Que hoy existan más de 300 detenidos en Chile supuestamente vinculados al Tren de Aragua ha sido presentado como un éxito por el gobierno -los complacientes dichos de Tohá vienen de ahí-, pero el asunto parece ser bastante más complejo que eso.
Por un lado, se sabe que la banda venezolana franquicia su nombre y cobra por ello. Existen grupos criminales que, sin ser originalmente el Tren de Aragua, pagan dinero por utilizar la denominación. ¿Cuántos de esos 300 detenidos operan para franquicias del Tren de Aragua? ¿Cuántos pertenecen a la banda original o a células que se desprenden de ella? Estas preguntas no son triviales: su respuesta permitiría entender mejor la estructura de estas bandas, las jerarquías, redes de colaboración y sus diversos métodos.
Por otro lado, el sistema carcelario chileno ofrece los incentivos para que estos grupos se rearticulen e incluso utilicen las cárceles como centros neurálgicos de sus operaciones. Las cárceles también funcionan como espacios de “contaminación delictual”, donde las bandas aprenden técnicas y delitos unas de otras, modificando los ecosistemas criminales del país (lo que pasa en las cárceles, pasa en las calles). Hace unas semanas, el fiscal Héctor Barros advirtió que las bandas chilenas estaban comenzando a imitar a los grupos extranjeros, tanto en los tipos de delitos -secuestros, extorsiones- como en los métodos brutales que emplean. Esto ha ido acompañado también de otros fenómenos, como la utilización de sicarios que pertenecen a organizaciones extranjeras para resolver disputas territoriales entre bandas chilenas.
Las organizaciones criminales extranjeras como el Tren de Aragua no son fáciles de desarticular porque, en el fondo, ni siquiera está claro qué son, quiénes las integran ni cómo operan. Esto se debe, en parte, a las falencias estructurales del Estado en esta materia, que se hicieron muy evidentes desde el estallido social en adelante. También se explica tanto por los problemas de nuestra política, enfrascada muchas veces en disputas sin destino, como por un gobierno sin rumbo, preso de los símbolos y las identidades, incapaz de salir de sí mismo.

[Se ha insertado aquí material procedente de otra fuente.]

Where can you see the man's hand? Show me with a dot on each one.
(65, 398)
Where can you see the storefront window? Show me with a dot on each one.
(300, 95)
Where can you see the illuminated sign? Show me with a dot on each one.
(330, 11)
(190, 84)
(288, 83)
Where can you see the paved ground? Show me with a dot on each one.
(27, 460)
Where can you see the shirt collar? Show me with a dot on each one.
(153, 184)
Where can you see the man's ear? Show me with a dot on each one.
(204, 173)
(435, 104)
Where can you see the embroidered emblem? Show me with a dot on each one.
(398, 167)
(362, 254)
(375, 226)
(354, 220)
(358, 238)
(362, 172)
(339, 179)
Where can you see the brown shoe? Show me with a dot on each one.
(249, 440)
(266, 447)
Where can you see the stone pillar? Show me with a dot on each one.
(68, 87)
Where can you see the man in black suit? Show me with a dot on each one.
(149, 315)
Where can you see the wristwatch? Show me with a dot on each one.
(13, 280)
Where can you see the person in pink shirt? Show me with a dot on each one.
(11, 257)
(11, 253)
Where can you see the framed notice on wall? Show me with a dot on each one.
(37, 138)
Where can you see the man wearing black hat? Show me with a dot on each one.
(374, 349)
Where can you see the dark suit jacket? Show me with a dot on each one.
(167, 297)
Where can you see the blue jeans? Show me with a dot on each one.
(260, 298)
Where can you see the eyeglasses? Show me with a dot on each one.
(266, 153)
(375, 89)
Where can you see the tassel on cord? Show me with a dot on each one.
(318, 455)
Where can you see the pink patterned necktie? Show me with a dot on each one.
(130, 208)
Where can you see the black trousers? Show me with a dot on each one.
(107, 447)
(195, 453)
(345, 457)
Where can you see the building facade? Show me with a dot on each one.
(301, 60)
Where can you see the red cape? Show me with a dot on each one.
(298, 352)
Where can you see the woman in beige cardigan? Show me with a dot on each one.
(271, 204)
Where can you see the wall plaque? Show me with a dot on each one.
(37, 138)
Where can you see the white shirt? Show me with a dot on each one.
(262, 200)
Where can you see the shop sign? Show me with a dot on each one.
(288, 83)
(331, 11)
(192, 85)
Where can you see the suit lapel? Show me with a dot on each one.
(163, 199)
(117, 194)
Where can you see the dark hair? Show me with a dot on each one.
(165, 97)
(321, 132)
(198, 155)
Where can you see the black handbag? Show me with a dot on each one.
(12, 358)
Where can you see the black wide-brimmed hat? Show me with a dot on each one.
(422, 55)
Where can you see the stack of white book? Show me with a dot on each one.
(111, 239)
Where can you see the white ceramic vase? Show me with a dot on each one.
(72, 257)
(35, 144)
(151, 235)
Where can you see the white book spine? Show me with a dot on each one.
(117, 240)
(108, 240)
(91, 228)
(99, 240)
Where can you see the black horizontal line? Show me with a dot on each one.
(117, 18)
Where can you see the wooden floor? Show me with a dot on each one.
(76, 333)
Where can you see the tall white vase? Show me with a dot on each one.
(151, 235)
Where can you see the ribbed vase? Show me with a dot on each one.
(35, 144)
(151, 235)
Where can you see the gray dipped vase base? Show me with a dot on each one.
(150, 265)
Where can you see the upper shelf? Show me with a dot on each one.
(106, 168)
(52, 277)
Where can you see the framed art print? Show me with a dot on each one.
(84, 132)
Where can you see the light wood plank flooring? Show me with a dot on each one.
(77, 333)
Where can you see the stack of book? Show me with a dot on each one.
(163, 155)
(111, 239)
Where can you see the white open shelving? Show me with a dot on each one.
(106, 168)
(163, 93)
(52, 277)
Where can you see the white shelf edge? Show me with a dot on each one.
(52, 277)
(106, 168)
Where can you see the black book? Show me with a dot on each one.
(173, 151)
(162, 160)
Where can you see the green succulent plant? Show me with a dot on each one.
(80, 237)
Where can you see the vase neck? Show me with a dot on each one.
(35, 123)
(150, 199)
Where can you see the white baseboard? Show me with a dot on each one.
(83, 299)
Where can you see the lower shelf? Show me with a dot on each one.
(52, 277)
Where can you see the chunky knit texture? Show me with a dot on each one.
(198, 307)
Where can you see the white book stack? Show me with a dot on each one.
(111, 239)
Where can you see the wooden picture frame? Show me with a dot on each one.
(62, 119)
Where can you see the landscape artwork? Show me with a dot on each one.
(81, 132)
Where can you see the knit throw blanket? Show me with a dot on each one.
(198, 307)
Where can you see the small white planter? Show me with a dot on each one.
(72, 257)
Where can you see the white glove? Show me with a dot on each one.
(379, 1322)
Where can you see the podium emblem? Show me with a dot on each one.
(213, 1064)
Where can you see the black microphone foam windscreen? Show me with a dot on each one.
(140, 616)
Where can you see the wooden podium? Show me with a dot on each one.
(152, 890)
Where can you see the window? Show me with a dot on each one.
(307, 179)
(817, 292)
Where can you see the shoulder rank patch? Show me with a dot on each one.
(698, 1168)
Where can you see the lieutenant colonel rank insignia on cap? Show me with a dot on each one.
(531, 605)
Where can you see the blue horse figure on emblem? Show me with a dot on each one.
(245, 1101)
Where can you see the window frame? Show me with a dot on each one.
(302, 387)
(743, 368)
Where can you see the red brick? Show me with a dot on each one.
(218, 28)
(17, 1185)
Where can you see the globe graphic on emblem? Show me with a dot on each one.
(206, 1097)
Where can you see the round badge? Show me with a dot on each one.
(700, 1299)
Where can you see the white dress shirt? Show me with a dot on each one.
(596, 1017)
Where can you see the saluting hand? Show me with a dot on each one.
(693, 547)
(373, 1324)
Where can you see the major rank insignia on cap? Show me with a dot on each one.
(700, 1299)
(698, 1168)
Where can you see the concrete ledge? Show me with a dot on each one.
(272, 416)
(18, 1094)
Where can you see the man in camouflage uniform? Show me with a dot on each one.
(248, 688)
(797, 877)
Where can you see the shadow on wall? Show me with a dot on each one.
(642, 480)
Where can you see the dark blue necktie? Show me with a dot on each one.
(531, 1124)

Sin embargo, el cuadro también se explica por características específicas de estos grupos, que los distinguen de las típicas organizaciones chilenas, mexicanas, colombianas y brasileñas. A diferencia de las bandas tradicionales, varias de las organizaciones criminales que han llegado a Chile en los últimos años han desarrollado modelos profundamente extractivos. Esto significa que se adueñan de todo el mercado criminal de un territorio (desde el robo de celulares hasta la prostitución y la extorsión), drenan la mayor cantidad de recursos en el menor tiempo posible y luego, cuando el Estado les pisa los talones, se van hacia otro lugar a repetir el ciclo. No desarrollan mayores vínculos con las personas que habitan los lugares que dominan, ni tampoco les ofrecen servicios (a lo Pablo Escobar o Chapo Guzmán). Son criminales que responden a los signos de los tiempos, transnacionales en todo el sentido de la palabra.
El reto para este gobierno y los que vienen es titánico. Las bandas extranjeras ya están enquistadas en el mapa criminal chileno, y hasta ahora la respuesta estatal ha sido tardía y deficiente. Las palabras de Carolina Tohá, lejos de transmitir seguridad, caen como un balde de agua fría y muestran la desconexión entre el discurso oficial y la realidad. Además, reflejan la disposición permanente de un gobierno que dedica demasiado tiempo a transmitir amenazas grandilocuentes al crimen organizado por la prensa -“los perseguiremos como perros”, “no descansaremos hasta encontrarlos”, “este crimen no quedará impune”, “recorreremos cielo, mar y tierra”- mientras las bandas siguen avanzando y a pasos agigantados.
El ecosistema criminal chileno cambió, pero aún no podemos saber si todos esos cambios son irreversibles. Lo que es claro es que el tiempo apremia y que por su naturaleza estas bandas suelen ir siempre un paso por delante del Estado. El desafío es enorme y necesitamos que la política esté a la altura de las circunstancias.